At 3 hours after co‐administration, the number of spines that colocalised with the presynaptic marker bassoon was increased. To examine the possible functional consequences in more detail, mEPSCs were recorded after administration of CORT and/or ISO. Both CORT and ISO increased the amplitude of mEPSCs and enhanced synaptic potentiation. Such effects may be linked to increased trafficking and retention of synaptic AMPARs.11, 15, 16, 17, 37, 38, 39, 40 Yet, we found that, 160 minutes after combined CORT and ISO administration, mEPSC frequency and amplitude were not further increased compared to the administration of the drugs alone. These findings suggest that the increase in spine number after co‐administration of ISO and CORT leaves synaptic transmission unaffected at 3 hours. Earlier studies have shown that combined administration of ISO and CORT within minutes increases synaptic transmission by enhancing mEPSC frequency32 and long‐term potentiation.33 Although we observed increases in spine density after 3 hours but not after 20 minutes of co‐application, this is not reflected in the mEPSC amplitude. Although we observed a moderate increase in bassoon colocalisation at 3 hours after co‐administration, the proper functional integration of new spines into the network after exposure to GCs and ISO may require more time. Alternatively, the increase in spines may prepare the capacity of the network for synaptic plasticity.
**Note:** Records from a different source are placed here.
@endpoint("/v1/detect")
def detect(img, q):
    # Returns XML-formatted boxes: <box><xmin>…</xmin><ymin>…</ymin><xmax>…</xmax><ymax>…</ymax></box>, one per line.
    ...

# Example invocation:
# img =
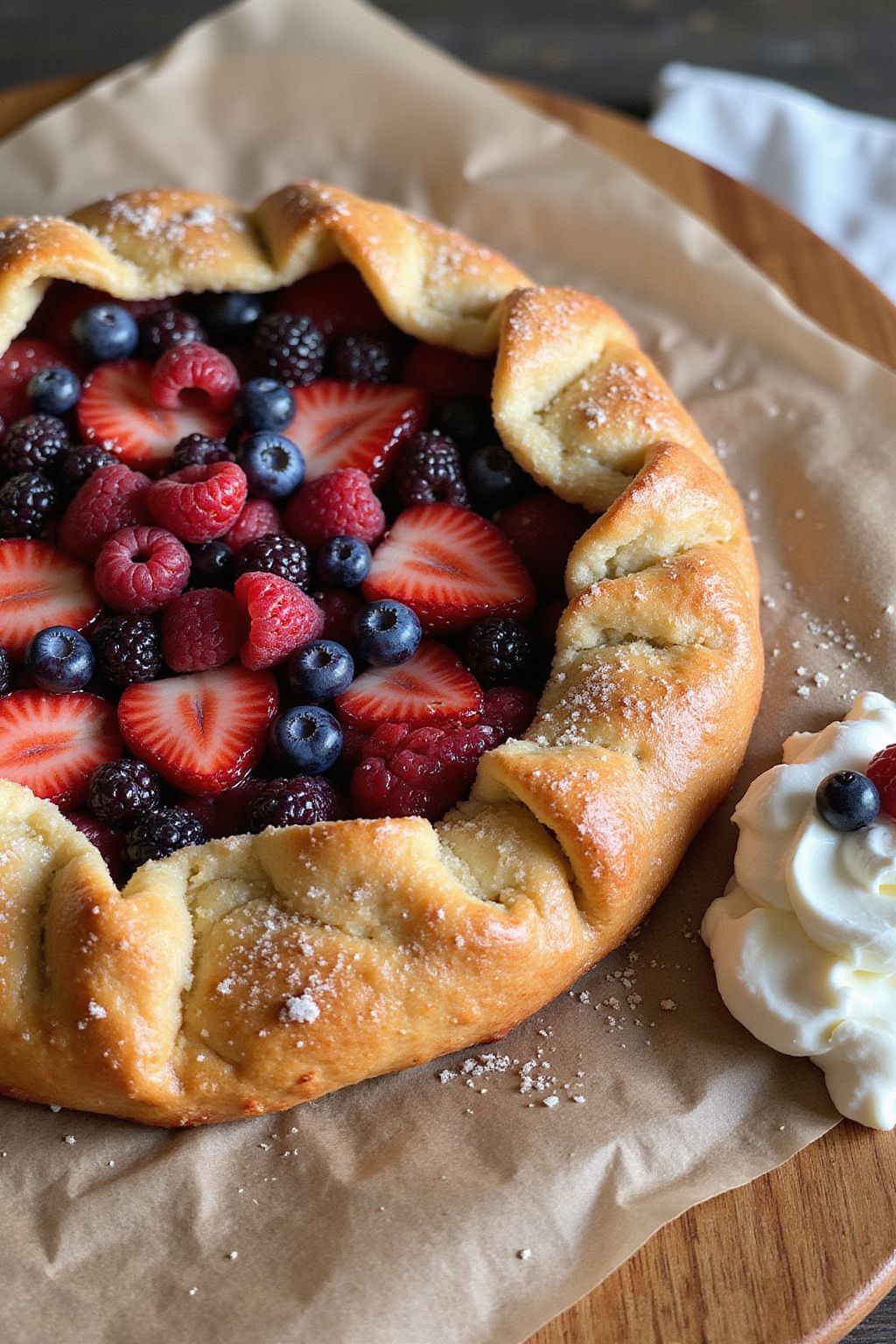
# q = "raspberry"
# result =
<box><xmin>146</xmin><ymin>462</ymin><xmax>246</xmax><ymax>542</ymax></box>
<box><xmin>235</xmin><ymin>532</ymin><xmax>309</xmax><ymax>587</ymax></box>
<box><xmin>60</xmin><ymin>444</ymin><xmax>118</xmax><ymax>494</ymax></box>
<box><xmin>0</xmin><ymin>416</ymin><xmax>71</xmax><ymax>476</ymax></box>
<box><xmin>480</xmin><ymin>685</ymin><xmax>537</xmax><ymax>745</ymax></box>
<box><xmin>0</xmin><ymin>472</ymin><xmax>56</xmax><ymax>536</ymax></box>
<box><xmin>140</xmin><ymin>308</ymin><xmax>206</xmax><ymax>363</ymax></box>
<box><xmin>331</xmin><ymin>332</ymin><xmax>395</xmax><ymax>383</ymax></box>
<box><xmin>312</xmin><ymin>592</ymin><xmax>364</xmax><ymax>648</ymax></box>
<box><xmin>88</xmin><ymin>760</ymin><xmax>158</xmax><ymax>827</ymax></box>
<box><xmin>254</xmin><ymin>313</ymin><xmax>326</xmax><ymax>387</ymax></box>
<box><xmin>464</xmin><ymin>615</ymin><xmax>535</xmax><ymax>687</ymax></box>
<box><xmin>497</xmin><ymin>491</ymin><xmax>594</xmax><ymax>597</ymax></box>
<box><xmin>93</xmin><ymin>527</ymin><xmax>189</xmax><ymax>612</ymax></box>
<box><xmin>248</xmin><ymin>774</ymin><xmax>346</xmax><ymax>833</ymax></box>
<box><xmin>126</xmin><ymin>808</ymin><xmax>206</xmax><ymax>867</ymax></box>
<box><xmin>66</xmin><ymin>812</ymin><xmax>129</xmax><ymax>886</ymax></box>
<box><xmin>351</xmin><ymin>723</ymin><xmax>497</xmax><ymax>821</ymax></box>
<box><xmin>90</xmin><ymin>615</ymin><xmax>163</xmax><ymax>690</ymax></box>
<box><xmin>223</xmin><ymin>500</ymin><xmax>282</xmax><ymax>552</ymax></box>
<box><xmin>286</xmin><ymin>466</ymin><xmax>386</xmax><ymax>551</ymax></box>
<box><xmin>395</xmin><ymin>431</ymin><xmax>467</xmax><ymax>508</ymax></box>
<box><xmin>171</xmin><ymin>434</ymin><xmax>234</xmax><ymax>472</ymax></box>
<box><xmin>149</xmin><ymin>341</ymin><xmax>239</xmax><ymax>411</ymax></box>
<box><xmin>161</xmin><ymin>589</ymin><xmax>246</xmax><ymax>672</ymax></box>
<box><xmin>60</xmin><ymin>462</ymin><xmax>149</xmax><ymax>564</ymax></box>
<box><xmin>234</xmin><ymin>574</ymin><xmax>324</xmax><ymax>670</ymax></box>
<box><xmin>865</xmin><ymin>742</ymin><xmax>896</xmax><ymax>820</ymax></box>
The formation of presynaptic boutons and the initiation of synaptogenesis, resulting in the formation of spines and their functional integration into the network, is a highly dynamic process, displaying vast ranges of changes in shape over short time.41 Thus, to investigate the stability of our observed changes and their full functional integration, it will be important to investigate in more detail the generation and retraction of spines after combined exposure over longer periods of time.21, 28

In conclusion, behavioural studies indicate that glucocorticoids and NE together promote memory retention, both in rodents29 and humans.30 The results of the present study indicate that these modulators, in an additive fashion, also regulate spine number, although, at the currently examined time points, synaptic transmission was not altered when compared to single administration . It will be important to investigate whether these effects of CORT and ISO on spine number are necessary for their effects on memory consolidation.42 Moreover, because prolonged exposure to GCs reduces spine formation,42 it will be important to understand mechanisms that underlie the transition from increased to reduced spinogenesis.